What is Cetyl Dimethyl Benzyl Ammonium Chloride?

Cetyl Dimethyl Benzyl Ammonium Chloride, often referred to as CDBAC, is a powerful quaternary ammonium compound that exhibits excellent antimicrobial properties. It is commonly used as a disinfecting agent due to its ability to effectively eliminate a broad spectrum of bacteria, viruses, and fungi.

Applications and Uses

1. Cleaning and Disinfection: CDBAC is widely used in the food industry, healthcare facilities, and households for cleaning and disinfecting hard surfaces. Its antimicrobial properties make it an effective tool in preventing the spread of infectious diseases.

2. Personal Care Products: CDBAC can be found in various personal care products such as shampoos, conditioners, and hand sanitizers. Its antimicrobial and conditioning properties make it a popular ingredient in these products.

3. Water Treatment: CDBAC is used in water treatment processes to control bacterial and algal growth. It helps maintain clean and safe water in swimming pools, cooling towers, and other water systems.

4. Preservative: Due to its antimicrobial properties, CDBAC is used as a preservative in products such as paints, coatings, and household cleaning agents. It helps extend the shelf life of these products by preventing microbial growth.

Tips and Tricks for Working with Cetyl Dimethyl Benzyl Ammonium Chloride

1. Read and Follow Safety Precautions: Before working with CDBAC, it is essential to read and understand the safety precautions provided by the manufacturer. Use appropriate personal protective equipment like gloves and goggles to ensure safety.

2. Dilution and Mixing Ratios: When using CDBAC for cleaning or disinfecting, follow the recommended dilution ratios provided by the manufacturer. Improper dilution may result in reduced efficacy or potential harm to surfaces.
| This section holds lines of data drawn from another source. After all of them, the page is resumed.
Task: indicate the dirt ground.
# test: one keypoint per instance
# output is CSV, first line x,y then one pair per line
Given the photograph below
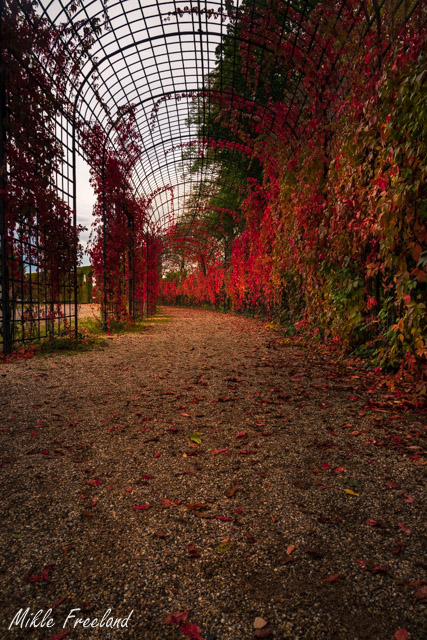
x,y
204,466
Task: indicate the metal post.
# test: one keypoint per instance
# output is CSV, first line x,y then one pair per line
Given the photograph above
x,y
146,273
76,299
104,247
5,294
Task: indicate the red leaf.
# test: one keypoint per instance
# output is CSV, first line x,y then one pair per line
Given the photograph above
x,y
391,485
378,569
95,482
33,579
337,577
191,630
421,593
45,572
56,604
178,617
404,528
192,551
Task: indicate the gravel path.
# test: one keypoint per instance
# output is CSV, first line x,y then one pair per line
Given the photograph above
x,y
296,507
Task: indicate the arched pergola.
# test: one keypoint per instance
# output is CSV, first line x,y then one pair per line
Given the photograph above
x,y
175,64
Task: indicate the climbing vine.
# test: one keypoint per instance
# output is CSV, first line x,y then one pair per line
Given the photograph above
x,y
334,237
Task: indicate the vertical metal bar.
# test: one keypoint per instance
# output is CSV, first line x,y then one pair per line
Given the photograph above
x,y
104,246
76,315
146,270
5,298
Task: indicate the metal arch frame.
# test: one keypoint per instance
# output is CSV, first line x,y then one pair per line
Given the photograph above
x,y
195,33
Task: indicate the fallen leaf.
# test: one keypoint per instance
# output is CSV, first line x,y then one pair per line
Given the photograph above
x,y
259,623
225,545
263,633
196,506
192,551
191,630
404,528
95,482
56,604
215,452
401,634
337,577
391,485
179,617
421,593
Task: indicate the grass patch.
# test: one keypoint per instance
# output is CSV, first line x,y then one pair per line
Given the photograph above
x,y
93,326
68,344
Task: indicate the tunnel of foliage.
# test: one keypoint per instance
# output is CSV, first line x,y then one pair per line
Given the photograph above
x,y
306,166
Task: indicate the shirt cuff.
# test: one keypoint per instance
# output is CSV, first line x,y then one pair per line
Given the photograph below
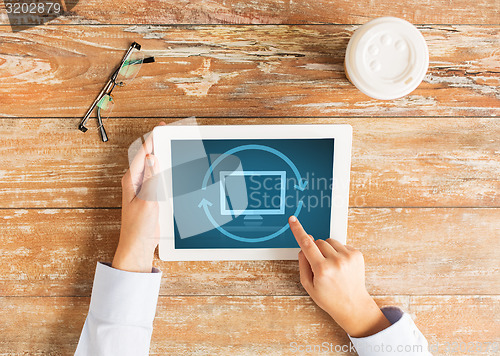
x,y
124,297
402,337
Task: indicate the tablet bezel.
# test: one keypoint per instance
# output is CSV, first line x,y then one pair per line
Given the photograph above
x,y
162,137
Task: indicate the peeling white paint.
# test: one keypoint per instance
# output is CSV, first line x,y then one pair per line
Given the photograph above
x,y
204,80
463,82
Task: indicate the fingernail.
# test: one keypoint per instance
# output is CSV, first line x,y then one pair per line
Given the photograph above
x,y
150,160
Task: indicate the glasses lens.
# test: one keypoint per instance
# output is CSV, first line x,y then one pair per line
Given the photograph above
x,y
130,67
105,106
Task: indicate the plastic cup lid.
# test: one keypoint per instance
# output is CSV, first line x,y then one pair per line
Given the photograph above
x,y
387,58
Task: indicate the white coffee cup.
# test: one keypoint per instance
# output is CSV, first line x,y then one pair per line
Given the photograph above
x,y
386,58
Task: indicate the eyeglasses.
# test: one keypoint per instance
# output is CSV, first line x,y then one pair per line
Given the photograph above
x,y
125,73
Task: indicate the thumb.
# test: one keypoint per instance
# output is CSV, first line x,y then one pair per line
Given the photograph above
x,y
149,185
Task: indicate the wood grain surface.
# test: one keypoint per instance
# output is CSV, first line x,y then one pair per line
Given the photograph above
x,y
425,186
226,71
397,162
223,325
53,252
274,12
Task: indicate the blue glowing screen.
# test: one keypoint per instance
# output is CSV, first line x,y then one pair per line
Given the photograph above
x,y
231,193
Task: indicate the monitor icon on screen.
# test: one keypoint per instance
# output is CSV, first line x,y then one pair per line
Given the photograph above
x,y
252,193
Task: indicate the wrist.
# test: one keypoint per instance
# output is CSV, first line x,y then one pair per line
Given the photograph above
x,y
133,260
364,319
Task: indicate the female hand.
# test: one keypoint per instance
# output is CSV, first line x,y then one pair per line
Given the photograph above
x,y
139,234
334,276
3. Compatibility Testing: Before using CDBAC in personal care or cleaning products, perform compatibility testing to ensure it does not react with other ingredients. This is particularly important in formulations where multiple chemicals are involved.

4. Storage and Handling: Store CDBAC in a cool, dry place away from direct sunlight, heat, and open flames. Follow proper storage and handling guidelines to maintain its stability and effectiveness.

5. Environmental Impact: Dispose of CDBAC in accordance with local regulations to minimize environmental impact. Do not release it directly into waterways or sewage systems.

6. Keep Away from Children: Due to its potent nature, CDBAC should be kept out of reach of children. Store it in a secure place to prevent accidental ingestion or misuse.

By following these tips and tricks, enthusiasts of low assay quaternary ammonium compounds can safely and effectively work with Cetyl Dimethyl Benzyl Ammonium Chloride.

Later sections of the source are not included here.